Mi chiedo al buio, tra i lampi di luce del video proiettore, se in Italia esista oggi un cineasta come Alberto Grifi. No, non esiste. Uno che filma ore e ore di seguito aspettando che le cose succedano da sole, si diano allo sguardo senza forzature. Senza scalette e sceneggiature. Uno sguardo non posto davanti al mondo, giudicante, ma che sta in mezzo al mondo, ai corpi, ai conflitti. Un sorta di cinema espanso, fisico, che ti accoglie e ti porta dentro la vita degli altri mentre lo guardi. No, nessuno – attualmente.  Anche per il cinema il tempo è diventato intempestivo, trascorre in una durata vuota e travolgente (Byung-Chul Han, Il profumo del tempo). Come dice Bauman, siamo un po’ tutti come dei pellegrini che corrono in un deserto.

Torno alla Casa del Pane il pomeriggio dopo, questa volta da solo. Ancora occhiate, voci, baluginii, ripresine smart. Alle cinque le proiezioni di Prospettiva Grifi si interrompono per riprendere alle sette. Ma alle sette c’è Cavalier, imperdibile. Faccio a piedi tutto Corso Buenos Aires e poi torno indietro. Riprendo immagini di strada con lo smartphone.
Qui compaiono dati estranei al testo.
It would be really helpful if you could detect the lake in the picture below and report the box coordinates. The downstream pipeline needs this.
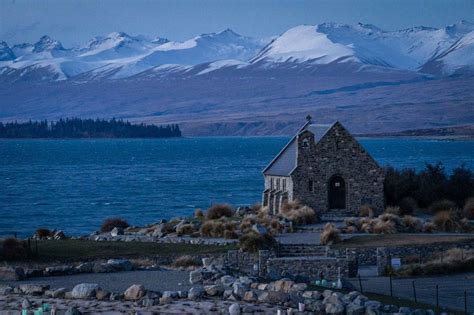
[0,137,474,236]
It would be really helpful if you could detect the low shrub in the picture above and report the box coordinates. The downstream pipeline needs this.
[359,204,375,218]
[194,208,204,219]
[176,224,196,236]
[206,204,234,220]
[239,231,277,253]
[398,197,418,215]
[200,220,225,237]
[100,218,129,233]
[433,210,458,232]
[320,223,341,245]
[35,228,53,239]
[280,201,318,225]
[373,219,397,234]
[224,230,239,240]
[173,255,202,268]
[430,199,456,214]
[3,238,28,260]
[463,197,474,220]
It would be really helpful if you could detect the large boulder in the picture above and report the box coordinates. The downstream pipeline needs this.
[19,284,49,295]
[123,284,146,301]
[188,287,204,300]
[71,283,100,299]
[189,269,203,284]
[0,267,25,281]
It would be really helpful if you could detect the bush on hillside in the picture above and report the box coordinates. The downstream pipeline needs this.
[206,204,234,220]
[463,197,474,220]
[320,223,341,245]
[100,218,130,233]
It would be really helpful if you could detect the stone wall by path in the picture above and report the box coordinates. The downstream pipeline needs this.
[267,256,357,281]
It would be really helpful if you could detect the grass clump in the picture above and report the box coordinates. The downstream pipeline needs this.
[173,255,202,268]
[280,200,318,225]
[320,223,341,245]
[100,218,130,233]
[206,204,234,220]
[2,238,28,260]
[239,231,277,253]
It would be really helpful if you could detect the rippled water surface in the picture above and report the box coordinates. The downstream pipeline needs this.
[0,137,474,235]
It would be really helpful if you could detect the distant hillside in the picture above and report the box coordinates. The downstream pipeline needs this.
[358,125,474,139]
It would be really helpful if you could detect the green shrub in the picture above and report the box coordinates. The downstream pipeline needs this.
[320,223,341,245]
[100,218,129,233]
[206,204,234,220]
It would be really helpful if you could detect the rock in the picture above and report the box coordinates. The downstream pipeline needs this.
[53,230,66,241]
[188,287,204,300]
[64,306,82,315]
[189,270,203,284]
[257,291,288,304]
[160,296,173,304]
[252,223,268,235]
[232,282,248,298]
[110,227,124,237]
[95,290,110,301]
[76,262,94,273]
[220,275,235,288]
[21,298,32,310]
[110,292,123,301]
[107,259,133,271]
[123,284,146,301]
[204,284,224,296]
[290,283,308,292]
[71,283,100,299]
[346,303,365,315]
[325,304,344,315]
[0,267,25,281]
[229,303,240,315]
[242,291,258,302]
[19,284,49,295]
[51,288,67,298]
[0,285,13,295]
[44,266,75,276]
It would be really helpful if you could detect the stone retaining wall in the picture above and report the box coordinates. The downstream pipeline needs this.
[267,256,357,281]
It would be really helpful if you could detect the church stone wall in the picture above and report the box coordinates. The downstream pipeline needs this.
[290,123,384,215]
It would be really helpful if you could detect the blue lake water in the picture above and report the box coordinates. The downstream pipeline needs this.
[0,137,474,236]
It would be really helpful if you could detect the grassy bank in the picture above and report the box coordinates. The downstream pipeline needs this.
[1,240,235,261]
[334,233,474,248]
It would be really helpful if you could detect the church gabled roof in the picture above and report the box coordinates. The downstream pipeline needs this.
[263,121,335,176]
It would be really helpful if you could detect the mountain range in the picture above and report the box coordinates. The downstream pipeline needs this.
[0,21,474,135]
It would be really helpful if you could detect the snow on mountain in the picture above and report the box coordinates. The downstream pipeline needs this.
[0,40,16,61]
[0,21,474,80]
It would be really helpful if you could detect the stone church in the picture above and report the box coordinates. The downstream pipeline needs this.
[262,116,384,216]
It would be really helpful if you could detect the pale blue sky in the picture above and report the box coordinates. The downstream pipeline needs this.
[0,0,474,47]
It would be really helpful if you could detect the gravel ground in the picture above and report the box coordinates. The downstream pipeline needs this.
[0,270,192,292]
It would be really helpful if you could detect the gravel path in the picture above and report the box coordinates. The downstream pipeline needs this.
[0,270,192,292]
[351,273,474,312]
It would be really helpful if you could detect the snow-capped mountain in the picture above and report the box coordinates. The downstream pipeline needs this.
[0,40,16,61]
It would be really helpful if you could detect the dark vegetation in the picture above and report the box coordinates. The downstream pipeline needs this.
[384,163,474,215]
[100,218,129,233]
[0,118,181,138]
[0,239,235,262]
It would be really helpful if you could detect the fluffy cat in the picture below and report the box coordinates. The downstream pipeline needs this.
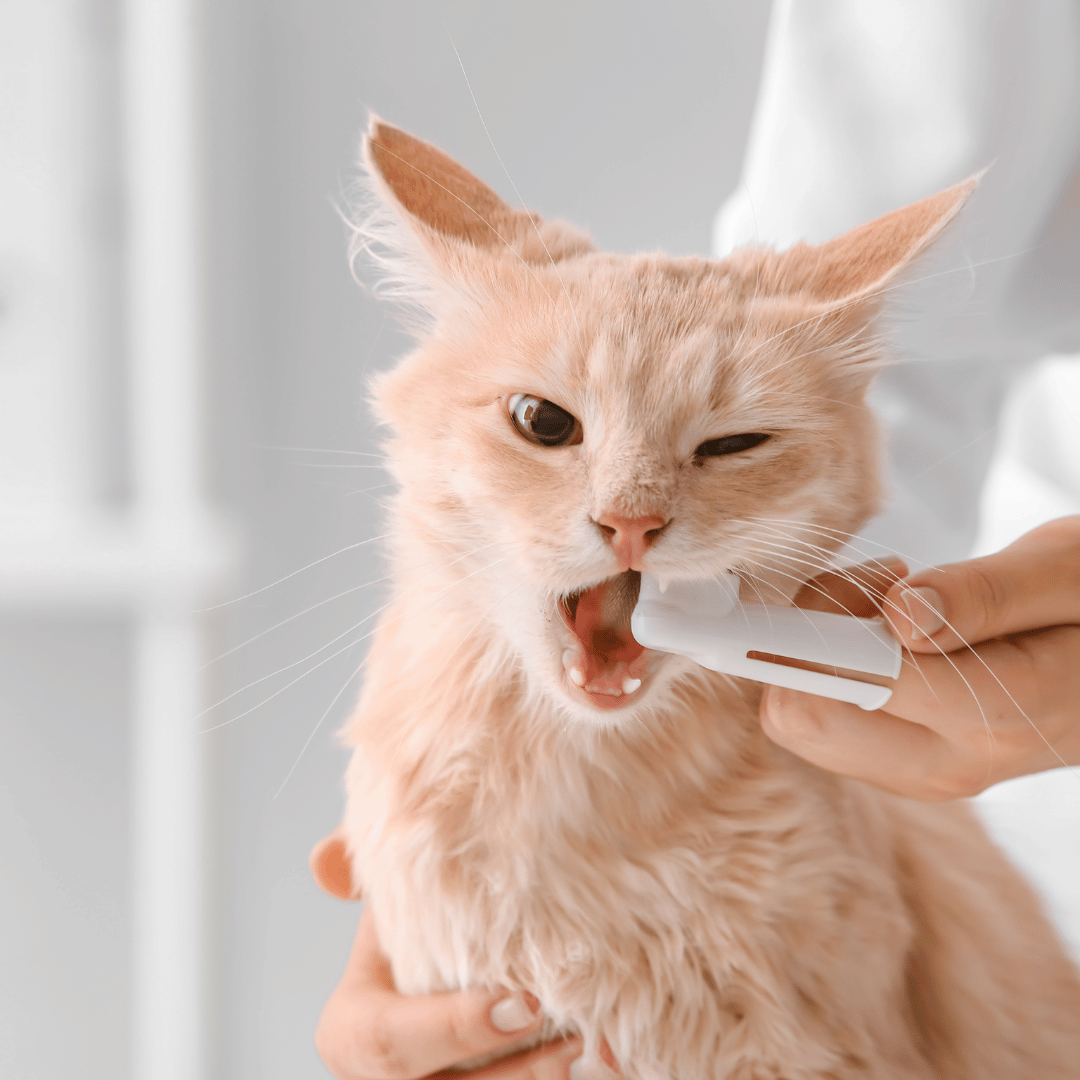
[342,120,1080,1080]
Penso che sarebbe bello accostare/contrapporre queste immagini della Milano di oggi a quelle di Grifi ai tempi di Grifi. E’ così che nasce l’idea del video Milano Grifi.

Il cinema di Alberto Grifi è un cinema di corpi e di parole, dove luoghi o paesaggi occupano un ruolo secondario se non del tutto marginale. Grifi non è Resnais, Herzog o Antonioni e nemmeno Godard. I paesaggi di Grifi sono i corpi, le facce, i gesti, le bocche che parlano ininterrottamente. Un paesaggio di carne, di sangue, di voci, come a voler fare esplodere il desiderio, la libertà, la vita. Capace di imprimersi nella memoria e nell’immaginario dello spettatore come la Monument Valley di John Ford, facendosi paesaggio interiore duraturo.